Uniform Inference for Summary Parameters that aggregate CATTs
aggte_continuous.Rd
`aggte_continuous` computes doubly robust estimates and uniform confidence bands for summary parameters that aggregate group-time conditional average treatment effects (CATT) given a continuous pre-treatment covariate in the staggered difference-in-differences setup of Callaway and Sant'Anna (2021) for balanced panel data. See Imai, Qin, and Yanagi (2025) for more details.
Usage
aggte_continuous(
output,
type = "dynamic",
eval = NULL,
bstrap = TRUE,
biters = 1000,
porder = 2,
bwselect = "IMSE1",
bw = NULL,
uniformall = TRUE
)
Arguments
- output
The output of the `catt_gt_continuous` function. In doing so, several arguments and the uniform inference results for CATT from the `catt_gt_continuous` function can be used in this function. In particular, the following are passed down from output: xformla, zeval, pretrend, control_group, anticipation, alp, and kernel.
- type
Which type of the summary parameter is of interest. Options are "simple", "dynamic", "group", and "calendar". Default is "dynamic".
- eval
The vector of the evaluation point specific to the chosen summary parameter. If type is set to "dynamic", it is the evaluation point e. If type is set to "group", it is the evaluation point g'. If type is set to "calendar", it is the evaluation point t'. If type is set to "simple", there is no evaluation point specific to this summary parameter, and eval should be `NULL`. Default is `NULL` and eval is constructed automatically.
- bstrap
Boolean for whether or not to perform multiplier bootstrapping.
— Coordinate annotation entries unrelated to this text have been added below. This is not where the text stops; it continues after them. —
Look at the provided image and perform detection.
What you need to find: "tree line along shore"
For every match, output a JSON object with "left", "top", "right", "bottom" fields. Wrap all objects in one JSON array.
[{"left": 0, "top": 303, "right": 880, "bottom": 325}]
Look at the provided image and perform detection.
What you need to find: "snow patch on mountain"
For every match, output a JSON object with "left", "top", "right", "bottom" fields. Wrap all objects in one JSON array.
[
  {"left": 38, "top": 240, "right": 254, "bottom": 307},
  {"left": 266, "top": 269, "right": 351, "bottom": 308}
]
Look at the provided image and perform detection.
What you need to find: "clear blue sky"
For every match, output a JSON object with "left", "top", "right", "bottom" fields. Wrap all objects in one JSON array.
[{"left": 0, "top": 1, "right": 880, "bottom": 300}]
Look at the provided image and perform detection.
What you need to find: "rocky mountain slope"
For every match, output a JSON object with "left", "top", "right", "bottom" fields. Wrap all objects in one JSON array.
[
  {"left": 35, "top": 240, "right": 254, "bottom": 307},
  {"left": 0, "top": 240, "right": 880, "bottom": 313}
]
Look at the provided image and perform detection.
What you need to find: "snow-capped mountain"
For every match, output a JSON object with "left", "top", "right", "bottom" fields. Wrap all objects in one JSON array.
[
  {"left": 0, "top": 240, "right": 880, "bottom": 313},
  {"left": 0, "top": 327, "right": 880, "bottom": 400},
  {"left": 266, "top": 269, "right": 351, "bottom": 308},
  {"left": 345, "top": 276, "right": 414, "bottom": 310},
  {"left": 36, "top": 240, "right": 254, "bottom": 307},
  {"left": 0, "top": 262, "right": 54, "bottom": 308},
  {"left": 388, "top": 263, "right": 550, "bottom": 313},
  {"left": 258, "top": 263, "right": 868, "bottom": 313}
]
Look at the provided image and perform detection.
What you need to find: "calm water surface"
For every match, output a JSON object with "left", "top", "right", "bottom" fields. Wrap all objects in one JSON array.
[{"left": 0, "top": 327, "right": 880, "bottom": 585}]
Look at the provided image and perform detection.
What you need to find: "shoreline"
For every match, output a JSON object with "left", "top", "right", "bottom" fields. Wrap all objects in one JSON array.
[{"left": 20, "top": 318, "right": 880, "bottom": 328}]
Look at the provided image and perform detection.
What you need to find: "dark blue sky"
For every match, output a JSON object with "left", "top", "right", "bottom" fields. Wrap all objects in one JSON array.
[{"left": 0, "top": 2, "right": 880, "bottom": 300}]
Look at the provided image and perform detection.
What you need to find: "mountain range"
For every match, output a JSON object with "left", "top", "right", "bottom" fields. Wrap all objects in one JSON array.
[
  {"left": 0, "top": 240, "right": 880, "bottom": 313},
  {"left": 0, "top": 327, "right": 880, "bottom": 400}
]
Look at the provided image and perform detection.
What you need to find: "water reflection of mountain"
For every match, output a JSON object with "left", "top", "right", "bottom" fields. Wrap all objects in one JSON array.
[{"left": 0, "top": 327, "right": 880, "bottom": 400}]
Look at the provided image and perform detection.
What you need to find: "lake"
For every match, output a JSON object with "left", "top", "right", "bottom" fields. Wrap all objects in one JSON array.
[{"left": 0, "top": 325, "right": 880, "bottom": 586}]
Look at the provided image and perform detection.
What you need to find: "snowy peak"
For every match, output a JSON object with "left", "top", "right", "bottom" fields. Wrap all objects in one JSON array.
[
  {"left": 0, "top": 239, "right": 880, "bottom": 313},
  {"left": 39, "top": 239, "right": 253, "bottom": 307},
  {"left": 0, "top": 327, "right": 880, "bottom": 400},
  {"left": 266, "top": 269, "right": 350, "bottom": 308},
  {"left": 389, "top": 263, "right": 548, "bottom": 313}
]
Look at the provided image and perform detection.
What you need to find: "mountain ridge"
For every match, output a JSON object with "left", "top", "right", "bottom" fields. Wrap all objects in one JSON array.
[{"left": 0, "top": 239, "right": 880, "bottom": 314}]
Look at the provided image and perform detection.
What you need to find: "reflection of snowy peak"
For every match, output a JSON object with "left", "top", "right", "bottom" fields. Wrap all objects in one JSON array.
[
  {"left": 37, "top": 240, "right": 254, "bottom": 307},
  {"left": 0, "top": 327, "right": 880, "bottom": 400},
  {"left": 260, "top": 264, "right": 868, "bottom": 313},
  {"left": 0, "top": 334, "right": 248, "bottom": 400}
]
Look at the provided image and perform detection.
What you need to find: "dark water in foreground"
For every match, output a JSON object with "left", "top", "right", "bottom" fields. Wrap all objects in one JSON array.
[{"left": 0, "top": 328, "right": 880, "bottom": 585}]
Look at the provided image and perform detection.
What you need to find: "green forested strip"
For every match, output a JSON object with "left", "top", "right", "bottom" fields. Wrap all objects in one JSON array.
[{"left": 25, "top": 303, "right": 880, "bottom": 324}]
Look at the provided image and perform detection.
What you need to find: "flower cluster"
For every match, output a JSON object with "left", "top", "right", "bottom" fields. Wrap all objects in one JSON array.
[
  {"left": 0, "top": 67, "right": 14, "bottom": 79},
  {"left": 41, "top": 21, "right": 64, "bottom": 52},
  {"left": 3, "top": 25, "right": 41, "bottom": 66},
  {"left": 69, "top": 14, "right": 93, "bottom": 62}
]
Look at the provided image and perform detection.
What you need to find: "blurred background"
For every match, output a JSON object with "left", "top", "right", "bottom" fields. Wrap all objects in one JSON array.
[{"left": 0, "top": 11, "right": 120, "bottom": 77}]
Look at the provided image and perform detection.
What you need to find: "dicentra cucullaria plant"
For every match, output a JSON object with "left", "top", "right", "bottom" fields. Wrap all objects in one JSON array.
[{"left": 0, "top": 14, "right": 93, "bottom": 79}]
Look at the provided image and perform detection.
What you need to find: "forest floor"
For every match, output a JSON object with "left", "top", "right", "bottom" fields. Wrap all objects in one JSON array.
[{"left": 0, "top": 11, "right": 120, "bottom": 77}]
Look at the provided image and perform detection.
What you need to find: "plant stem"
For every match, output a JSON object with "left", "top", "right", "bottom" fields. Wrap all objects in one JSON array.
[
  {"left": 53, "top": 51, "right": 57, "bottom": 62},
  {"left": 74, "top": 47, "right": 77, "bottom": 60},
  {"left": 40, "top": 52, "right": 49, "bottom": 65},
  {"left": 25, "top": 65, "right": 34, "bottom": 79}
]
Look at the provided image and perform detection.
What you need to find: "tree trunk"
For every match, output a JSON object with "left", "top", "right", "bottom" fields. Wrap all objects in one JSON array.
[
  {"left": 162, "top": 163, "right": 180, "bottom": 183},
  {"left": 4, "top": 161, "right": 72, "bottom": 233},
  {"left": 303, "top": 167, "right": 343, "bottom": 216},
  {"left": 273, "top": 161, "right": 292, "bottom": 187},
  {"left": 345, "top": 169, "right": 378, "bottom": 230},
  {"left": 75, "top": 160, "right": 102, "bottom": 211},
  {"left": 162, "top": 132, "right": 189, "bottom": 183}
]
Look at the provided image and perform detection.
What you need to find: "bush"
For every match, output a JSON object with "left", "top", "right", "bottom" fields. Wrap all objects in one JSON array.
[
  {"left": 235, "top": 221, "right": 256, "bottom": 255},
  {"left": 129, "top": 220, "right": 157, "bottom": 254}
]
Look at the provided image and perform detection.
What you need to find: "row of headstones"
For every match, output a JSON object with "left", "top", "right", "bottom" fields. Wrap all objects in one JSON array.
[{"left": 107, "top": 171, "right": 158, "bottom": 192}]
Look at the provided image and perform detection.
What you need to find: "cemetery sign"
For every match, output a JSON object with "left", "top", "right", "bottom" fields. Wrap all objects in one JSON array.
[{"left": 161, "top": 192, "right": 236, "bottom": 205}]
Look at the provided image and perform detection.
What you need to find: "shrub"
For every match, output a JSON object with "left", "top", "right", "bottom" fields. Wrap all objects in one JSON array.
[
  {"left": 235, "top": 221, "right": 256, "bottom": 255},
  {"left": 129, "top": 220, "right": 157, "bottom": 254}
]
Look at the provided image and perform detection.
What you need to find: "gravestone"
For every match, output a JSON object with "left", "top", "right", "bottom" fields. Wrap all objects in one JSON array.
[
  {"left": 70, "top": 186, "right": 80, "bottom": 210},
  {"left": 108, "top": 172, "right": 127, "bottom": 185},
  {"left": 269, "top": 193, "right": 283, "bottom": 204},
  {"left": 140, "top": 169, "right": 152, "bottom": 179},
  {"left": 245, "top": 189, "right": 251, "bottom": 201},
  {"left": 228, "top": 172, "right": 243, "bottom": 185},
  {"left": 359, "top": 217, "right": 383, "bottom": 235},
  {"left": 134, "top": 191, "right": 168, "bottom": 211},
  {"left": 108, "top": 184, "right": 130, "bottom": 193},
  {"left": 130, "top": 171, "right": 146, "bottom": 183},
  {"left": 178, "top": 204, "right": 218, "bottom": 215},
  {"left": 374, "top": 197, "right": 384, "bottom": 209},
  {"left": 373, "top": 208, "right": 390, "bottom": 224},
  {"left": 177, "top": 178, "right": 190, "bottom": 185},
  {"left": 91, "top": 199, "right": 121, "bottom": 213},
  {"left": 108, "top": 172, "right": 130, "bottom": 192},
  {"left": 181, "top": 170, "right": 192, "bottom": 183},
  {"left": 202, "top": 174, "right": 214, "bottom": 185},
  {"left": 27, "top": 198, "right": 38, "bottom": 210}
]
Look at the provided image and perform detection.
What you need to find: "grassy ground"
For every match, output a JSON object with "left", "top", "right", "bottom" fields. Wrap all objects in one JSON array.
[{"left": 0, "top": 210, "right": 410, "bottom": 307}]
Default is `TRUE`. If bstrap is `FALSE`, only the analytical critical value is used.
- biters
The number of bootstrap iterations. This parameter is only applicable if `bstrap = TRUE`. Default is 1000.
- porder
The polynomial order used for the second- and third-stage estimation. Options are 1 and 2, which correspond to the local linear and quadratic regressions, respectively. Default is 2.
- bwselect
The bandwidth selection method used for the aggregation. Options are "IMSE1", "IMSE2", "US1", and "manual". "IMSE1" and "IMSE2" mean the IMSE-optimal bandwidths for the local linear and quadratic regressions, respectively. "US1" means the rule-of-thumb undersmoothing for the local linear regression. "manual" means the manual selection and bw should be specified in this case. Default is "IMSE1", which is recommended for use with `porder = 2`.
- bw
The bandwidth used for the aggregation. Default is `NULL` and the bandwidth is chosen automatically. This parameter is only applicable if bwselect is "manual", and should be a scalar or a vector whose length equals to the number of rows of eval.
- uniformall
Boolean for whether or not to perform the uniform inference over both eval and z. Default is `TRUE` and the uniform inference over eval and z is performed. If `FALSE`, the uniform inference only over z is performed.
Value
A list that contains the following elements.
- Estimate
A data.frame that contains the following elements.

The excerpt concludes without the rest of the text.